A Conversation with Harold Pinter for Adelaide

A Conversation with Harold Pinter for Adelaide

Playwright Harold Pinter asserted, ‘One way of looking at speech is to say that it is a constant stratagem to cover nakedness.’ These words make a soon to be produced one act play seem very intriguing indeed, because the work is titled A Conversation with Harold Pinter. SA’s Pinter fans can see it as part of new SA theatre company Sealand Theatre’s first season. Lesley Reed reports.

Written by Kathryn Pentecost and actor/director/filmmaker John Rado in 1987 and recently updated, A Conversation with Harold Pinter originated from Pentecost’s and Rado’s creative obsession with Pinter's work. Each has played in and directed various Pinter pieces, including Night, Request Stop, Black and White and The Collection.Their one-act play parodies Pinter's Betrayal and its theme of infidelity. It also pays homage to the famous British playwright by being written in the style of Pinter’s own work.

While John Rado is currently General Manager of Sprung Integrated Dance Theatre in NSW, the play’s other writer Kathryn Pentecost is now Sealand Theatre’s Artistic Director. The new SA theatre company will produce A Conversation with Harold Pinter for one night only at 7pm on Thursday 26 November 2015, as part of Sealand Theatre's first season of performances. The play will be staged in the Soldiers Memorial Institute in Second Valley and be accompanied by a talk about Pinter's work, together with a supper.

This is the first stage version of the play to be produced in South Australia and it will be directed by Pentecost. “The mention of the Adelaide production of Betrayal a few months ago, was perhaps the trigger for this revival of A Conversation with Harold Pinter,” she said. “Two radio versions have been aired: one in Sydney and one in Katoomba. Although this (stage) show is only a one-off, there are plans to tour it in the future.”

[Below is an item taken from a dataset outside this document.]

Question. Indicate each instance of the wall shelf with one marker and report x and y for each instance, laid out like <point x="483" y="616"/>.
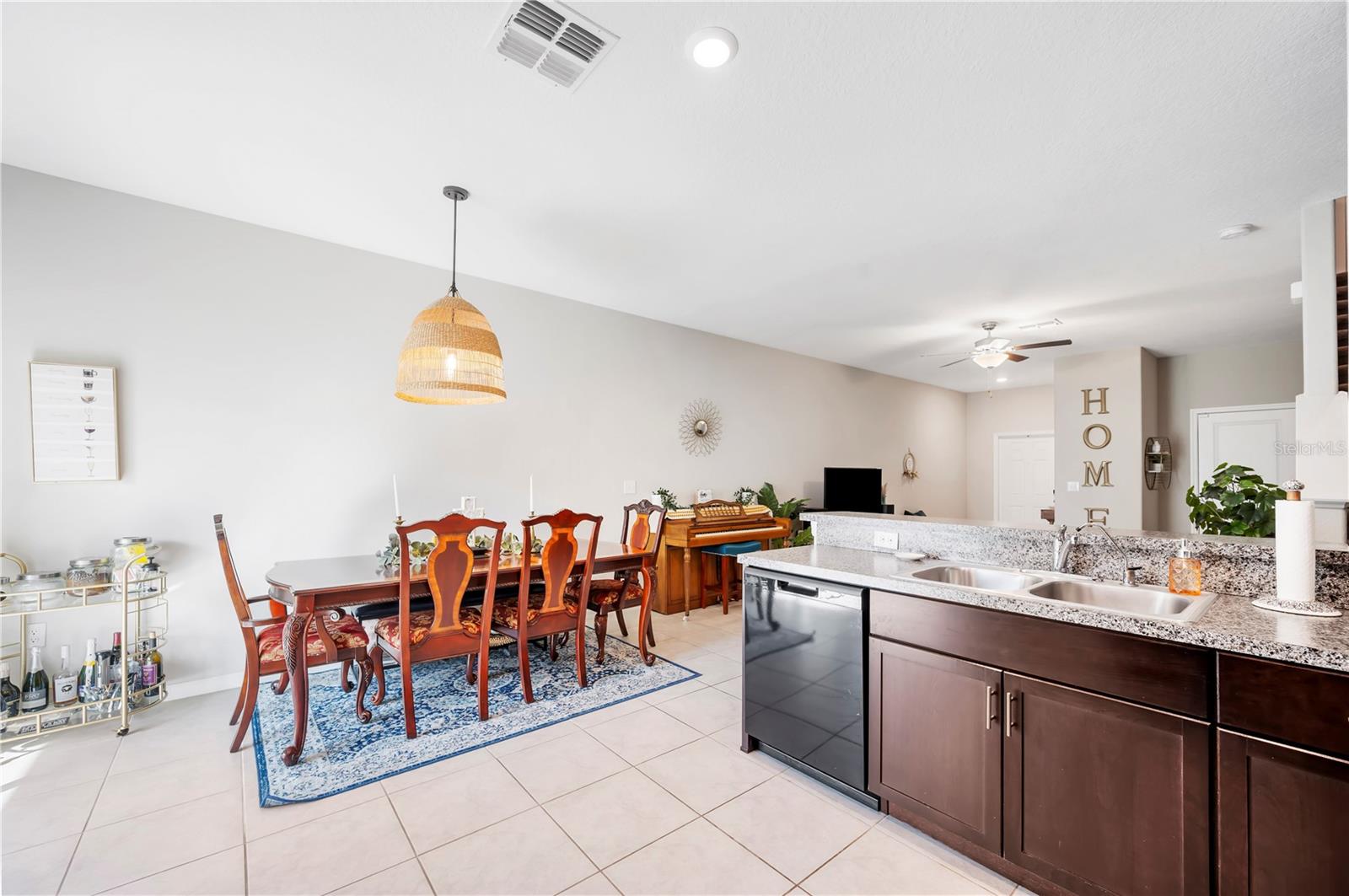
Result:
<point x="1157" y="462"/>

The play is essentially a two-hander, apart from a small waitress role, with Dicky (played by Peter Gates) running into Harry (played by Terry McEwen) in an upmarket pub, where they converse over lunch. What starts as a spontaneous reunion of old mates turns into something potentially darker as the two men spar over past and present relationships.

“Gates and McEwen are naturally well-contrasted and their dynamic brings freshness to a play,” said Pentecost, who is a dynamic individual herself. She is most recently known for producing the sold-out show My Passionate Philosophy for Festival Fleurieu in April this year, but her theatre and film background stretches back many years, predominantly in NSW.

Sealand Theatre is based in Second Valley, utilising the talents of local people in the area together with some actors from further afield. The company aims to promote the wellbeing of the community via participation in the arts, to foster the development of new creative works and to give voice to emerging and/ or non-mainstream points of view, particularly in respect to matters humanitarian, ecological, spiritual, political, cultural and/or intuitive.

It is interesting that this last aim in particular aligns with that of Harold Pinter, who was also known as a humanitarian and an outspoken political activist.

Harold Pinter was born in Hackney, London in 1930. In a writing career that spanned 50 years, the Nobel Prize winning playwright began his career as an actor and also worked as a director and screenwriter. Influenced by Samuel Beckett and others, Pinter’s work is perhaps most well-known for its deliberate pauses and often seemingly mundane dialogue in which the undercurrent can be very menacing, as in The Birthday Party. Some have described his early work as ‘comedy of menace’. Later works, such as No Man’s Land (1975) and Betrayal (1978) have become known as ‘memory plays’ – though the interpretation of Pinter’s works can create contention amongst reviewers, scholars and drama critics.

Pinter buffs and all people interested in intriguing theatre will surely discover a trip to Second Valley to see A Conversation with Harold Pinter has been very worthwhile and enjoyable indeed.

WHEN: Thursday 26 November at 7pm

WHERE: Soldiers Memorial Institute Second Valley- opposite Leonards Mill.

Tea, coffee & sandwiches in the interval.

TICKETS: $20 - group tables, BYO alcohol.